Chris Tyler sends a cutting from the 11/6/04 West Highland Free Press: "Eighty-three-year-old John Montgomery achieved a remarkable first this week when he successfully scaled the famous "Inaccessible Pinnacle" on the Cuillin Ridge in Skye. Mr Montgomery, a retired former lieutenant in the Royal Engineers who lives in Speyside, has been a regular walker and climber in the Cuillins for a number of years. However, the 'in-pin' [sic] had still to be added to his list of other Munros." He took in Sgurr Mhic Chonnich as well and was guided by George Yeomans who said he didn't know of anyone older having climbed the pinnacle.
The UK Independence Party, aka Ukip, didn't take power in the June elections. Had they done so, however, the bumpy summits in the middle of the Pentlands ridge would surely have been renamed Ekip and Wkip.

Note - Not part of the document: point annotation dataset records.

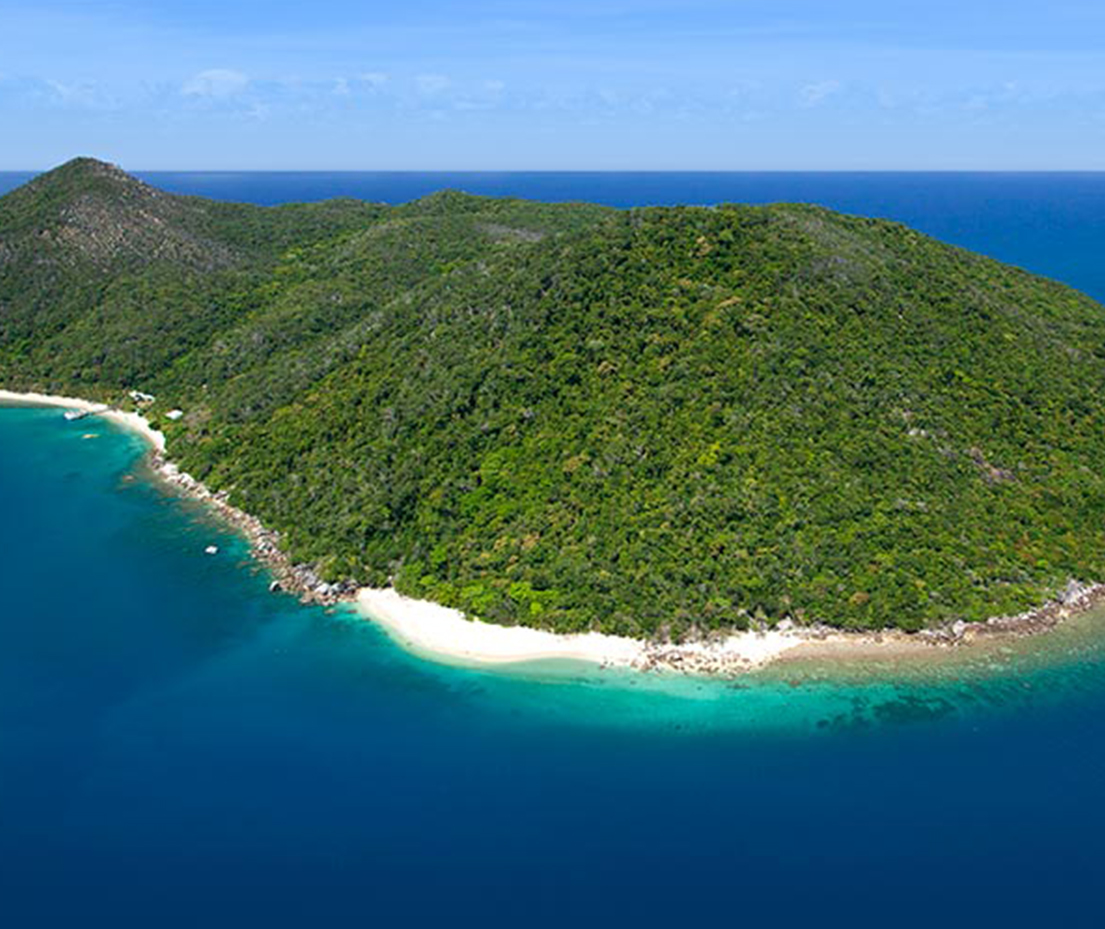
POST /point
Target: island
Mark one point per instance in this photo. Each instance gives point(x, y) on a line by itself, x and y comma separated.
point(687, 437)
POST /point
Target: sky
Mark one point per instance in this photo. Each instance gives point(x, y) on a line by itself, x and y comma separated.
point(555, 84)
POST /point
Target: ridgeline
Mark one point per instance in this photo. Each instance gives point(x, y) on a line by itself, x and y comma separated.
point(643, 422)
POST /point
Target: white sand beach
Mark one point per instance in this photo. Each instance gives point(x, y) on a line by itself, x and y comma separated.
point(445, 635)
point(132, 421)
point(437, 632)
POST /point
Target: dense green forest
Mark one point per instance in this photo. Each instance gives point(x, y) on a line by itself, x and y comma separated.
point(644, 422)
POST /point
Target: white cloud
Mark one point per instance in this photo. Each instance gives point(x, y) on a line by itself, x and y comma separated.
point(816, 94)
point(431, 84)
point(216, 83)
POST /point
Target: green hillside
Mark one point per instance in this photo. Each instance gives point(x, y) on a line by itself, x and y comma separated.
point(640, 421)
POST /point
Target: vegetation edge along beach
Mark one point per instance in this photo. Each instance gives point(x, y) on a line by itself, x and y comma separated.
point(445, 635)
point(680, 426)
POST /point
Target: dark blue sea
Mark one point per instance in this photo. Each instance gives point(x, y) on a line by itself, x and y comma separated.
point(178, 747)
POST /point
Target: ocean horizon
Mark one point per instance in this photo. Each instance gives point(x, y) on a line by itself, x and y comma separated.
point(179, 747)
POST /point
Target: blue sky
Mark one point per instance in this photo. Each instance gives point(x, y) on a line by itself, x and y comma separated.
point(604, 84)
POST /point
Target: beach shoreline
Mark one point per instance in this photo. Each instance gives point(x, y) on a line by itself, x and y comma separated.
point(448, 636)
point(135, 422)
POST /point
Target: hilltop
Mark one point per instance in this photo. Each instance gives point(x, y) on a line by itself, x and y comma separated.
point(645, 421)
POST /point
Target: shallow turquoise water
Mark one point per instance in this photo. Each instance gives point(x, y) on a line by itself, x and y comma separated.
point(179, 747)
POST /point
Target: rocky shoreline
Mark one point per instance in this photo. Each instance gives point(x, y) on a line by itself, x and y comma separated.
point(711, 656)
point(300, 580)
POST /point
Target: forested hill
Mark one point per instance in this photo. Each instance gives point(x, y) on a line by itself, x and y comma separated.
point(640, 421)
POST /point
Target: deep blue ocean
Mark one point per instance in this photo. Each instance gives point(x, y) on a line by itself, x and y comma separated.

It's unclear what constitutes the appropriate verb for completing an ascent of the Kips ("to scale" seems fine), but it certainly isn't "to conquer", at least not in this parish. The conquering of hills and mountains is commonplace, but carries undertones of imperialism, of the hill having somehow been defeated. (The hill just carries on regardless of course, unhindered by the human visit.)

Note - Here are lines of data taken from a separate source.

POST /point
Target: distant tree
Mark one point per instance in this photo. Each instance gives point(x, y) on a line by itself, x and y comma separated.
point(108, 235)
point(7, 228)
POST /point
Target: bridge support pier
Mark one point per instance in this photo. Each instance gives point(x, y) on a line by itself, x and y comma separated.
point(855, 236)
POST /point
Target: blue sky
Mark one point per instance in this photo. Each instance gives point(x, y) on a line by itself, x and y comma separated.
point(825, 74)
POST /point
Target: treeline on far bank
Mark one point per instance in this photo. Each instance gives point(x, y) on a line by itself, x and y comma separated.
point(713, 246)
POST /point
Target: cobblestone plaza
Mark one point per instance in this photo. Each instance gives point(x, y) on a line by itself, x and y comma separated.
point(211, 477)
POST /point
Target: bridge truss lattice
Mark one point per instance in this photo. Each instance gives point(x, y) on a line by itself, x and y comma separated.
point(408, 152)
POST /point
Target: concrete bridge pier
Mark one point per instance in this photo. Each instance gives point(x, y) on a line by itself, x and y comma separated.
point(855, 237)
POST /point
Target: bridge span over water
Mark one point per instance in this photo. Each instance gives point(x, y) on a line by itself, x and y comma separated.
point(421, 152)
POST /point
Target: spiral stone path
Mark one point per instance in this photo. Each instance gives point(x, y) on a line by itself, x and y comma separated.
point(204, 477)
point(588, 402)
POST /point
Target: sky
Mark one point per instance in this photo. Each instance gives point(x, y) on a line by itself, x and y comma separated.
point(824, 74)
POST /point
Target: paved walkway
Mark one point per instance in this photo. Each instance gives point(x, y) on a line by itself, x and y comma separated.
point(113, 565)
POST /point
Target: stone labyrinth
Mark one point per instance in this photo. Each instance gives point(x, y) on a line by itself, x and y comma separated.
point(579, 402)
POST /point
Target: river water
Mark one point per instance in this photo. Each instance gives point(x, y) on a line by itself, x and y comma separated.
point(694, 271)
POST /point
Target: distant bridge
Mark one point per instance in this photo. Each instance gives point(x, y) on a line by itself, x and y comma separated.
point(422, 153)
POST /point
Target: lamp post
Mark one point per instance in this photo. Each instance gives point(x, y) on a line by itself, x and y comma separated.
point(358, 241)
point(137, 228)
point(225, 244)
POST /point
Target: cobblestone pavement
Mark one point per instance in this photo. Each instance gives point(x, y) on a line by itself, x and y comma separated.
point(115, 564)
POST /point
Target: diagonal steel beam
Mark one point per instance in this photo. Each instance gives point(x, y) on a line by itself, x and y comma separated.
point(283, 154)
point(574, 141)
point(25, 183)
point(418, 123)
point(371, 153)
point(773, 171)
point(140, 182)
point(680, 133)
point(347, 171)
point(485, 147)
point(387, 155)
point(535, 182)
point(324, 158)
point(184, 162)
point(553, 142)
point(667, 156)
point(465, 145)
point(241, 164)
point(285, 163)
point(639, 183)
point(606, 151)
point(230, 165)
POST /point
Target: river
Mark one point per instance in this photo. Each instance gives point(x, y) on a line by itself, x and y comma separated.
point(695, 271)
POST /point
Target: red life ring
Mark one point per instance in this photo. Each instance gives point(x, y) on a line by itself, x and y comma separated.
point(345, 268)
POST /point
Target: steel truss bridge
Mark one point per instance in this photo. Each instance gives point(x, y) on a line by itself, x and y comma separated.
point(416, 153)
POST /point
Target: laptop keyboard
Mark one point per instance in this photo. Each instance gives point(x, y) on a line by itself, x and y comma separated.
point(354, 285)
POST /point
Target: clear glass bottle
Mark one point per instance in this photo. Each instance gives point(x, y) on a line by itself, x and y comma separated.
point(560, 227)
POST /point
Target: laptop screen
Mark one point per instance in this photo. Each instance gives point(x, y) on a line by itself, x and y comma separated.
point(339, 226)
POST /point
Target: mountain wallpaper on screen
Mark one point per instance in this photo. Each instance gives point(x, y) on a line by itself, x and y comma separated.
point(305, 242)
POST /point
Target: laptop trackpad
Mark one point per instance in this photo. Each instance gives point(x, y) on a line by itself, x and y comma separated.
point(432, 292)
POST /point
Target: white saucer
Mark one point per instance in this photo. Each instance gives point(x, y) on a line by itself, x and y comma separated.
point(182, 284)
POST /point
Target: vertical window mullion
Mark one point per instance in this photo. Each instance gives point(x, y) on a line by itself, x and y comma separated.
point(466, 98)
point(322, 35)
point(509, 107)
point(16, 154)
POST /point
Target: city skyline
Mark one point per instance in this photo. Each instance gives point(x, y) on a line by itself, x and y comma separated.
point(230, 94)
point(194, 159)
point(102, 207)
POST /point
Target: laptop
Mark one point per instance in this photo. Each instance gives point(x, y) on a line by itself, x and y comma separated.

Conquering is spreading to other spheres, however, if this quote - carried by Ceefax on 13 April - is anything to go by. It followed Brian Lara's innings of 400 to regain the Test batting record, and Matthew Hayden - whose 380 this beat - said: "I feel proud to know he's conquered me with such an awesome performance." Vanquished, maybe. Or gubbed. But conquered ?
Long-time TAC reader Alan Haworth is secretary of the parliamentary Labour party at Westminster and has recently been elevated - if that's the word - to the Lords in some kind of reshuffle on Mount Blair. He finished a round of Munros on Ben More Mull, 28/9/01 (the AER centenary), and this appears to make him the first person to possess both a peerage and a Munro completion. His friend Murray Elder - ex-secretary of Labour in Scotland - is now Lord Elder and has fewer than 20 Munros to climb. When he does complete, it will be notable more for willpower and medical prowess than for any parliamentary aspect, as he underwent a heart transplant some years ago.

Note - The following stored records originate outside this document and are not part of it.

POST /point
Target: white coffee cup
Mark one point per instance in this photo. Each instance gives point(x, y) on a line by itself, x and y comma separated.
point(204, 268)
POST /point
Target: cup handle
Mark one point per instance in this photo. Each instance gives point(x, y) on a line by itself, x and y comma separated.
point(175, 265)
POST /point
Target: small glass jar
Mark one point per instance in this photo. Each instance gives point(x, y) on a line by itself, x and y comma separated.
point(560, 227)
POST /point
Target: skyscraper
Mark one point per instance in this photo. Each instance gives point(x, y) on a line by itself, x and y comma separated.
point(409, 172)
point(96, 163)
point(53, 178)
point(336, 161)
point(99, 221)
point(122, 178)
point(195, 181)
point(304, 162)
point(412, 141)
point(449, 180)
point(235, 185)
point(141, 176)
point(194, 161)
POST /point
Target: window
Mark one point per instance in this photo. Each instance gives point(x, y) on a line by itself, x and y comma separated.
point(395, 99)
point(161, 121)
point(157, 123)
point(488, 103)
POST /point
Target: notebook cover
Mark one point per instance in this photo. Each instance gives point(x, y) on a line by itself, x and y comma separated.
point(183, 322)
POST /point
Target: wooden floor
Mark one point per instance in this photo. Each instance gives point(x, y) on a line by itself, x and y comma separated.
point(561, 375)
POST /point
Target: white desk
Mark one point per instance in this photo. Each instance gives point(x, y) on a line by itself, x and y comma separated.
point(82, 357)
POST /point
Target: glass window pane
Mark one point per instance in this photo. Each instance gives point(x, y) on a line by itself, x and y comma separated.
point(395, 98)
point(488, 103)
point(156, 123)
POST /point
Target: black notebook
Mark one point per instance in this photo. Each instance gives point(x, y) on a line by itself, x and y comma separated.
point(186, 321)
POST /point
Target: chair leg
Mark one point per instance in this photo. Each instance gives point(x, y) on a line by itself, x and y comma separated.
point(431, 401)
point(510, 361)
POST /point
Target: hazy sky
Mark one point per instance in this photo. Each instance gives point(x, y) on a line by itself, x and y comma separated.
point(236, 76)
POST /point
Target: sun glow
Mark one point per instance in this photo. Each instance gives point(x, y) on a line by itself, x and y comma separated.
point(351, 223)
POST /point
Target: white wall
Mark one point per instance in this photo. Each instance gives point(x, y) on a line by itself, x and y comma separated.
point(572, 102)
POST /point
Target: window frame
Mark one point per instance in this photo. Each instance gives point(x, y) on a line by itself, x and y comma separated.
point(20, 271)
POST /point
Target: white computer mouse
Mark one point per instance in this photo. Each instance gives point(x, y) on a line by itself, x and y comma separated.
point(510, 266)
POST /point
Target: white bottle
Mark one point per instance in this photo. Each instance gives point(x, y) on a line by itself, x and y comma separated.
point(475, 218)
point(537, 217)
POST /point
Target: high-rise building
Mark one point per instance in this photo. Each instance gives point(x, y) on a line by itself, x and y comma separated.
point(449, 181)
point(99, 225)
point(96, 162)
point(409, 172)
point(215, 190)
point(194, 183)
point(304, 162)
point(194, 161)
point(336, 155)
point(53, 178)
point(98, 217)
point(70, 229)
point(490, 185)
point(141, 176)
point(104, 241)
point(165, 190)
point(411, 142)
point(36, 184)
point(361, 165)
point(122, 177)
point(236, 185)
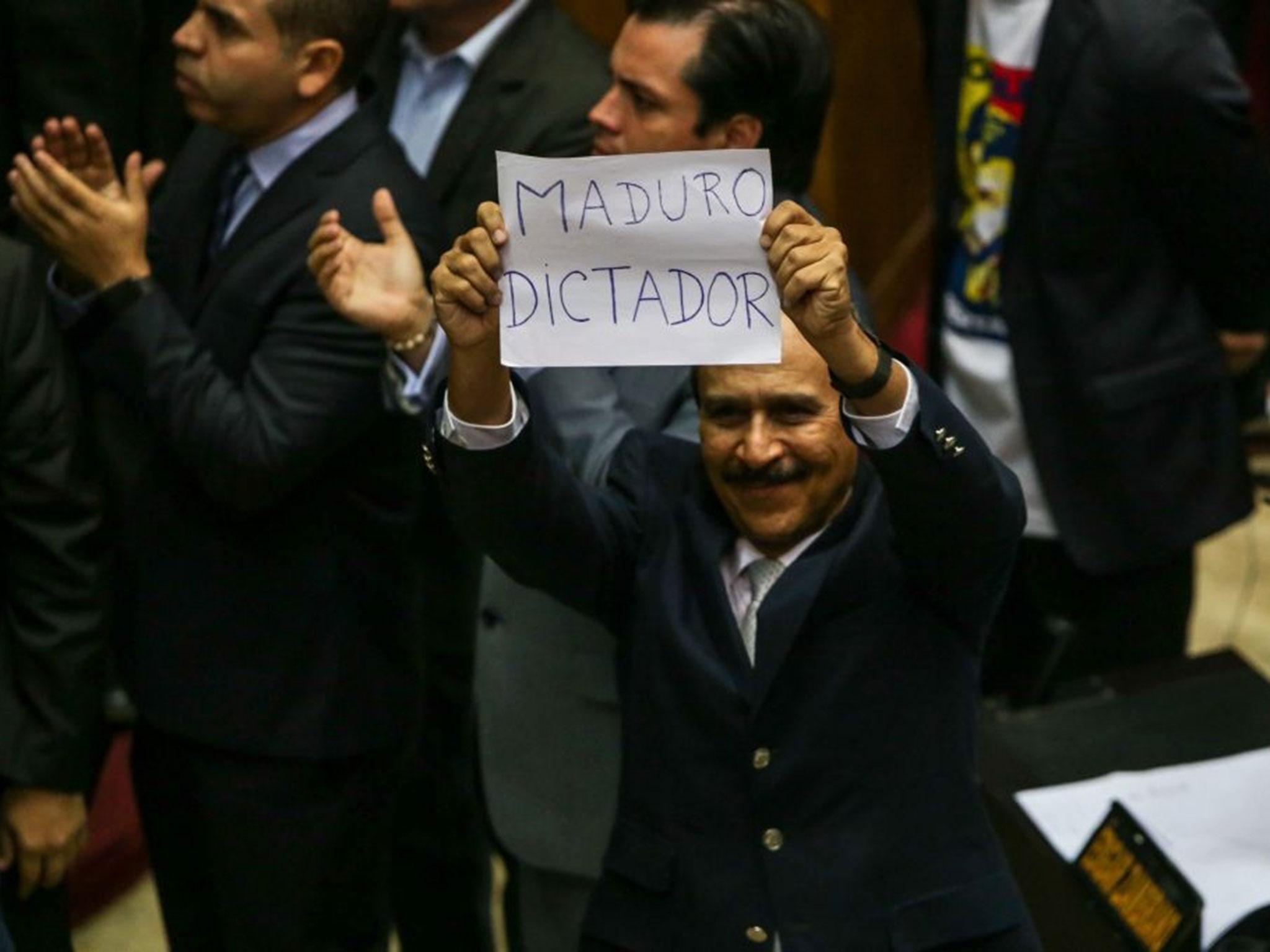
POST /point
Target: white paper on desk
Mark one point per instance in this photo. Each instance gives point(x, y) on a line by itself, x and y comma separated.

As for MPs, Chris Smith's completion has been well documented (the Glenfinnan Sgurr nan Coireachan, 27/5/89), and he's the only elected Westminster Munroist. But Murray Tosh, the Dumbarton MSP, completed on Ben Hope, 17/7/02.
In terms of knighted Munroists, there are at least two: Sir John Johnson, ex-head of the Countryside Commission (Sgurr a'Ghreadaidh, 11/4/93) and the late Professor Sir Fred Hoyle (Blaven, 23/10/80). This tendency for such people to complete on Skye is presumably the Knight's Peak effect.
Incidentally, following TAC61, Alan Haworth wrote to say: "The reference to Lady Lorna Anderson (p20) is an intriguing one and - as an obituary writer - I look forward to the fuller account in the next issue." The full obituary will come in due course, but has been held over for now - the main reason being that the editor has it only half-written at present.